* Ortopedista
Apesar das dimensões inusitadas da crise brasileira atual, a classe média brasileira se mantém inerte e acovardada. As denúncias diárias de conchavos políticos repugnantes, de desvios bilionários e fraudes vergonhosas, não conseguem motivar uma mobilização capaz de traduzir a mínima insatisfação desse importante segmento da sociedade brasileira. Conceituados formadores de opinião têm cobrado uma participação mais ativa da classe média como um instrumento de mudança contra a amoralidade reinante, mas esquecem de analisar o porquê desta indiferença contagiosa.
Explorada por uma máquina governamental hipertrofiada e onipresente, a classe média trabalha cinco meses ao ano para pagar impostos.
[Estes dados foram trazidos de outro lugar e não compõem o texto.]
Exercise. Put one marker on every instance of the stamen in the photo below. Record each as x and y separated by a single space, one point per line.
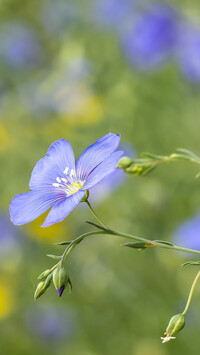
64 180
72 173
66 170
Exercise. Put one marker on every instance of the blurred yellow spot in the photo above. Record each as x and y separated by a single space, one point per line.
6 302
90 111
50 234
3 138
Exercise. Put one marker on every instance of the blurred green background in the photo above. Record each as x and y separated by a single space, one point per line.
65 73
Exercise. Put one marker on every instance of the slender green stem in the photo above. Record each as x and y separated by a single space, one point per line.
76 241
94 214
155 243
191 293
123 235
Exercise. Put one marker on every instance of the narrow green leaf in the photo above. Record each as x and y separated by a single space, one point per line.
164 242
63 243
188 263
99 227
55 257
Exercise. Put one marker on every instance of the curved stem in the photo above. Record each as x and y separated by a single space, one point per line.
76 241
191 293
94 214
123 235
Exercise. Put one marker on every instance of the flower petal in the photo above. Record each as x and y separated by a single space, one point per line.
63 208
26 207
95 154
59 157
104 169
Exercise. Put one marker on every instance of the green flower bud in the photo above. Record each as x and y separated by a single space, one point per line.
176 324
140 169
84 199
124 162
60 280
139 245
44 274
42 287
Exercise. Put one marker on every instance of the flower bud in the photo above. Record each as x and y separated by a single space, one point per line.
44 274
84 199
124 163
139 245
176 324
42 287
60 280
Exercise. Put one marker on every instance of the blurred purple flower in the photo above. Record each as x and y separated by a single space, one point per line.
152 37
58 15
111 13
50 323
110 183
19 45
9 238
187 233
188 52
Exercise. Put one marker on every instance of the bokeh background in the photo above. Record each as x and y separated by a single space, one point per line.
78 69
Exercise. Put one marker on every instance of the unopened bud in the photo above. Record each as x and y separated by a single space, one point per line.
44 274
140 245
60 280
84 199
42 287
124 162
176 324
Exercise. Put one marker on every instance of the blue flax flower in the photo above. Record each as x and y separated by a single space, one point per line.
58 182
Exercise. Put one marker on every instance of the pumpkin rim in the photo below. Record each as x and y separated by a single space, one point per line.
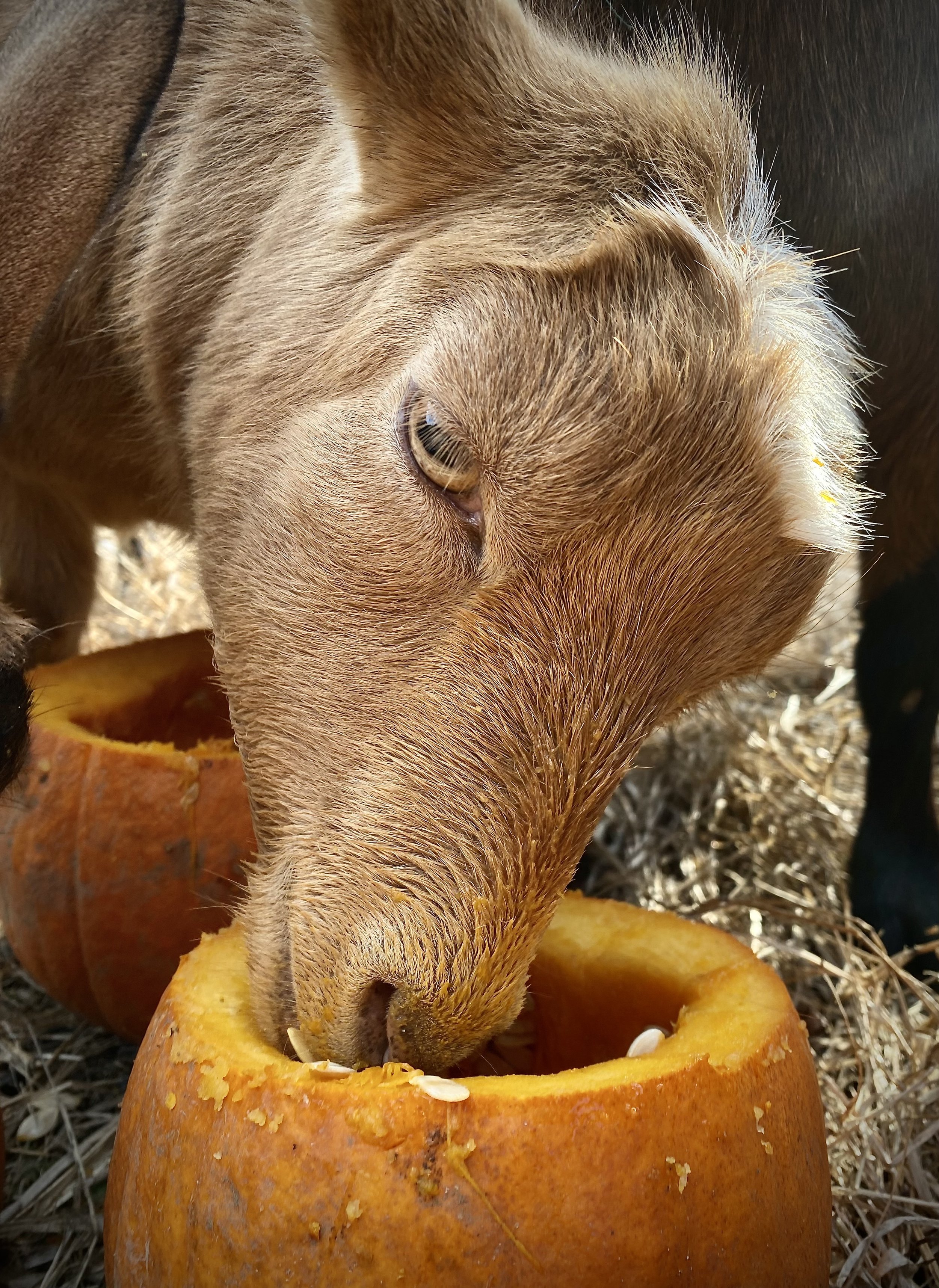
106 681
736 1010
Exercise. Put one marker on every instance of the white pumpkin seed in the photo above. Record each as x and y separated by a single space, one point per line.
440 1089
299 1042
647 1042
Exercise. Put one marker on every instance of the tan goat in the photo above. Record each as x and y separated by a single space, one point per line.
506 419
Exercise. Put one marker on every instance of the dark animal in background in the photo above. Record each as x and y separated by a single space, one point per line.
506 419
847 107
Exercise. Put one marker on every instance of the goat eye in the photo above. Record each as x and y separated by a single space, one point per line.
437 454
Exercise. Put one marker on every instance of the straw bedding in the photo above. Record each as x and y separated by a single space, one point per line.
741 814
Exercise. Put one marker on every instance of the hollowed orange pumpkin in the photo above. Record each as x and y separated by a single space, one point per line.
702 1164
131 830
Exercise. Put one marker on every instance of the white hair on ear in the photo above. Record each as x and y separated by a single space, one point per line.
816 435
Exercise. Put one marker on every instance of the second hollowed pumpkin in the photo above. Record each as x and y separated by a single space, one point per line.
131 830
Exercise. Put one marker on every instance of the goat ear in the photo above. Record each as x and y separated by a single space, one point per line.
420 87
78 82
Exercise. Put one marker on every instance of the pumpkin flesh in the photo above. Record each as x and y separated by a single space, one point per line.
704 1162
131 830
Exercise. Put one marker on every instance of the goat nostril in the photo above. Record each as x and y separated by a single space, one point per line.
374 1022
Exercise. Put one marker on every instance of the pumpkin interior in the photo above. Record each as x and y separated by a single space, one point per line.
602 975
154 693
185 710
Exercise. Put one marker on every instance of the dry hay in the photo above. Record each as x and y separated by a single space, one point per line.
741 814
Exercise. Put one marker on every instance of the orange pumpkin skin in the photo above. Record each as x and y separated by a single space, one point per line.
236 1165
115 856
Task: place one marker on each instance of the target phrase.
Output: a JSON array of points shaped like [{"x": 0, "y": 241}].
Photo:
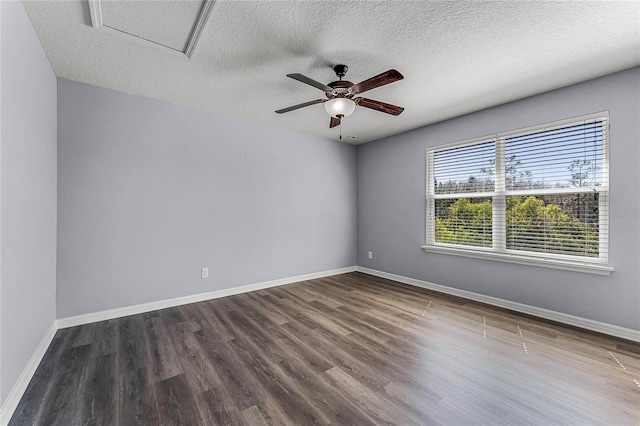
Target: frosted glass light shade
[{"x": 340, "y": 107}]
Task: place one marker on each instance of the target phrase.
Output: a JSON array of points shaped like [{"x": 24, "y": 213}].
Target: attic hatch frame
[{"x": 95, "y": 10}]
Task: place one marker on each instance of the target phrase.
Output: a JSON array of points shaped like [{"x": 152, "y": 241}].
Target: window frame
[{"x": 499, "y": 251}]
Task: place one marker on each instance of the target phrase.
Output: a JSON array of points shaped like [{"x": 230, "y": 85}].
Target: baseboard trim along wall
[
  {"x": 170, "y": 303},
  {"x": 11, "y": 403},
  {"x": 600, "y": 327},
  {"x": 20, "y": 387}
]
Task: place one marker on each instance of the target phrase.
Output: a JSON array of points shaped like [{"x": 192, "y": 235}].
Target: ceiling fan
[{"x": 342, "y": 95}]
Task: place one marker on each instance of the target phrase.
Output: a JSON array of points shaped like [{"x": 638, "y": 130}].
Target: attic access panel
[{"x": 172, "y": 26}]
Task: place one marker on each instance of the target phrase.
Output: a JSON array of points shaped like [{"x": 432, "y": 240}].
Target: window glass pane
[
  {"x": 561, "y": 223},
  {"x": 464, "y": 221},
  {"x": 465, "y": 169},
  {"x": 568, "y": 157}
]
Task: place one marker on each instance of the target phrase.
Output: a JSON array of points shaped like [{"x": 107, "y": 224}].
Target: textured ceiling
[{"x": 457, "y": 57}]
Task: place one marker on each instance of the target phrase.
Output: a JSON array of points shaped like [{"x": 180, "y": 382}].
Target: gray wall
[
  {"x": 150, "y": 192},
  {"x": 28, "y": 194},
  {"x": 391, "y": 206}
]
Esse garrote apertado, gradual e lentamente, ensinou-a a viver com fôlego curto, abstendo-se de movimentos bruscos e exagerados que possam lhe exigir grandes golfadas de ar. Não bastasse essa restrição econômica, vive o pesadelo da perda do seu emprego. Como sair para uma manifestação durante o horário de trabalho correndo o risco de tornar-se mais um entre os milhões de desempregados que hoje se desesperam pelo Brasil afora? Isso só é possível sob o guarda-chuva de um partido ou sindicato.
Além disso, desde o plebiscito do desarmamento, seguido de várias importantes petições públicas sustentadas por milhões de assinaturas, ficou claro que o Legislativo e o Executivo brasileiro não dão a mínima para a opinião pública, distorcendo todos os projetos que lhes são entregues. Diferentemente de outras classes sociais que querem atingir suas metas a qualquer preço, a classe média não quer se arriscar porque pensa que ainda tem a perder, sem se dar conta que há muito tempo deixou de ter segurança, passando à condição de caça para toda sorte de predadores urbanos.
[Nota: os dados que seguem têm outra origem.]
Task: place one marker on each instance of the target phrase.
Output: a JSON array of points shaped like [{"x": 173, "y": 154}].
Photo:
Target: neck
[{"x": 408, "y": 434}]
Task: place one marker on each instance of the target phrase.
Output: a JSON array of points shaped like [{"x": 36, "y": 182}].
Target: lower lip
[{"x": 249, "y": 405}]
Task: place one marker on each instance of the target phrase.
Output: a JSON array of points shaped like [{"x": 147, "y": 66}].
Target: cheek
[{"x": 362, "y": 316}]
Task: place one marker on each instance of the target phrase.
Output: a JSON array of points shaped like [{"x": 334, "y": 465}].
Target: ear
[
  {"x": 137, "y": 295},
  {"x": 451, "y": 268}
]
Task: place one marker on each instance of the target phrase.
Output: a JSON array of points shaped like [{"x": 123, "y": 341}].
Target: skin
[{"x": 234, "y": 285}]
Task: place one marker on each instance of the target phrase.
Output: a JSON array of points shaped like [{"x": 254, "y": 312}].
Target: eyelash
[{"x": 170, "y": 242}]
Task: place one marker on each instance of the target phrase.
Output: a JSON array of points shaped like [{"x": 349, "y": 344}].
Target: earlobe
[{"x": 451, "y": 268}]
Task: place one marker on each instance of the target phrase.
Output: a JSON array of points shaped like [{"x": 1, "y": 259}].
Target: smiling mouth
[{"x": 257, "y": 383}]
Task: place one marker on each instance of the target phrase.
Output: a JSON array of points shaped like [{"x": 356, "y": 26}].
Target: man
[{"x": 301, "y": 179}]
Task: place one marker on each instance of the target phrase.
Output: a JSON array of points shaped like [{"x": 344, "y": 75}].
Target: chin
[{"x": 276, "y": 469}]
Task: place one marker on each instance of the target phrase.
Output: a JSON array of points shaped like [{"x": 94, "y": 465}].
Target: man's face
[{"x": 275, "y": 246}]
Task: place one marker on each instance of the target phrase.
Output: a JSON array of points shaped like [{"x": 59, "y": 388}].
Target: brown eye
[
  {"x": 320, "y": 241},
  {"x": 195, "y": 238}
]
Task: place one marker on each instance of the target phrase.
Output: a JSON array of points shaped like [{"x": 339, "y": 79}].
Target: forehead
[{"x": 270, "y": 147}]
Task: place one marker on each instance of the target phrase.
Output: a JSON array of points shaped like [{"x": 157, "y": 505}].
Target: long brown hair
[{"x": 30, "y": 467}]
Há muito tempo deixou de ter saúde, passando a gastar boa parte do seu salário com planos de cobertura particulares. Há muito tempo deixou de ter educação de qualidade, trocada pela abertura de uma infinidade de cursos superiores sem adequadas condições técnicas. Por fim, como protestar se há muito tempo deixou de saber em quem acreditar?